Commentaire de Trib. trav. Liège (div. Liège), 7 juin 2021, R.G. 20/1.119/A

Mis en ligne le lundi 31 janvier 2022


Tribunal du travail de Liège (division Liège), 7 juin 2021, R.G. 20/1.119/A

Terra Laboris

Dans un jugement du 7 juin 2021, le Tribunal du travail de Liège (division Liège) conclut à la prise en compte, dans le cadre de l’examen du motif du licenciement au sens de la C.C.T. n° 109, d’une conversation téléphonique enregistrée à l’insu de l’employeur, dans la mesure où elle a eu lieu sur le lieu de travail, pendant les heures de travail, entre parties liées par un contrat de travail et qu’elle ne concerne que la relation de travail.

Les faits

Une employée vendeuse est licenciée après plus de trois ans, moyennant une indemnité compensatoire de préavis. Quelques jours plus tard, deux collègues le sont également. Dans sa réponse à la demande de communication des motifs de licenciement, la société fait valoir des problèmes de conduite (état d’esprit négatif, manque de conscience professionnelle, qualité du travail médiocre, non-respect des horaires, etc.).

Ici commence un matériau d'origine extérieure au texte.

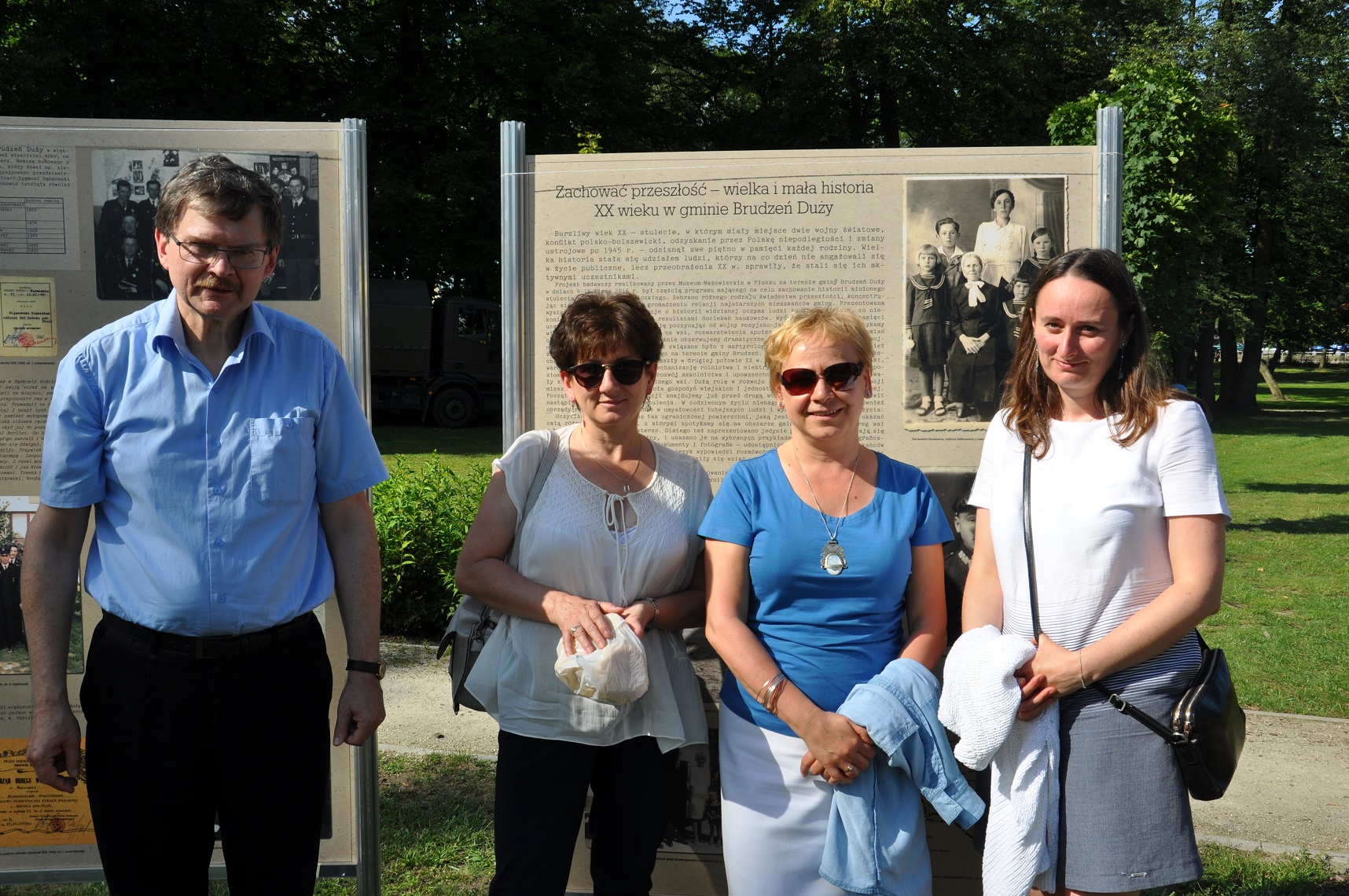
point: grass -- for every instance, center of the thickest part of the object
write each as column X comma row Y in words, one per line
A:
column 1285, row 619
column 1230, row 872
column 459, row 448
column 436, row 834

Une procédure est introduite, l’employée contestant les motifs. Ses collègues font de même.

Position des parties devant le tribunal

La demanderesse voit le motif réel de son licenciement dans son refus d’effectuer encore des heures supplémentaires (les deux autres collègues étant dans la même situation).

L’employeur conteste le motif, considérant que les intéressées provoquaient une mauvaise ambiance de travail. Il introduit par ailleurs une demande reconventionnelle, demandant le remboursement de chaussures prises dans le magasin sans en avoir payé le prix.

Le jugement du tribunal

Le tribunal joint les trois causes en application de l’article 30 du Code judiciaire.

Sur les motifs devant être communiqués, le jugement rappelle que les formules vagues, impersonnelles et stéréotypées sont exclues, renvoyant à un arrêt de la Cour du travail de Liège (C. trav. Liège, div. Namur, 26 septembre 2017, J.T.T., 2018, p. 25).

En l’espèce, les motifs communiqués sont pour la demanderesse fallacieux et elle réclame condamnation de la société à l’amende civile. Pour le tribunal, cependant, à ce stade, il ne doit pas vérifier l’exactitude des motifs ni le lien causal entre ceux-ci et le licenciement (ce qui sera fait plus tard), il doit vérifier la transmission des motifs. Il rappelle ceux qui ont été communiqués et les considère suffisamment concrets pour permettre à l’employée d’en vérifier la réalité ainsi que le caractère raisonnable du licenciement.

Sur l’indemnité elle-même, après un rappel des principes, en ce compris de la charge de la preuve, le tribunal est saisi de questions spécifiques relatives à la recevabilité des preuves avancées.

Il s’agit d’une part d’un enregistrement audio et d’autre part d’attestations.

La société demande en effet l’écartement d’un enregistrement audio, étant une conversation qui a eu lieu le jour du licenciement d’une collègue. Cet enregistrement est intervenu à l’insu du gérant (qui était l’interlocuteur). Pour la société, il s’agit d’une preuve illégale et déloyale, qui entache sa fiabilité et porte atteinte au droit à un procès équitable.

Pour la demanderesse, il n’y a pas d’intention frauduleuse ou d’intention de nuire, cet enregistrement pouvant être utilisé à des fins probatoires, l’étant d’ailleurs également dans l’action relative à une des collègues concernées.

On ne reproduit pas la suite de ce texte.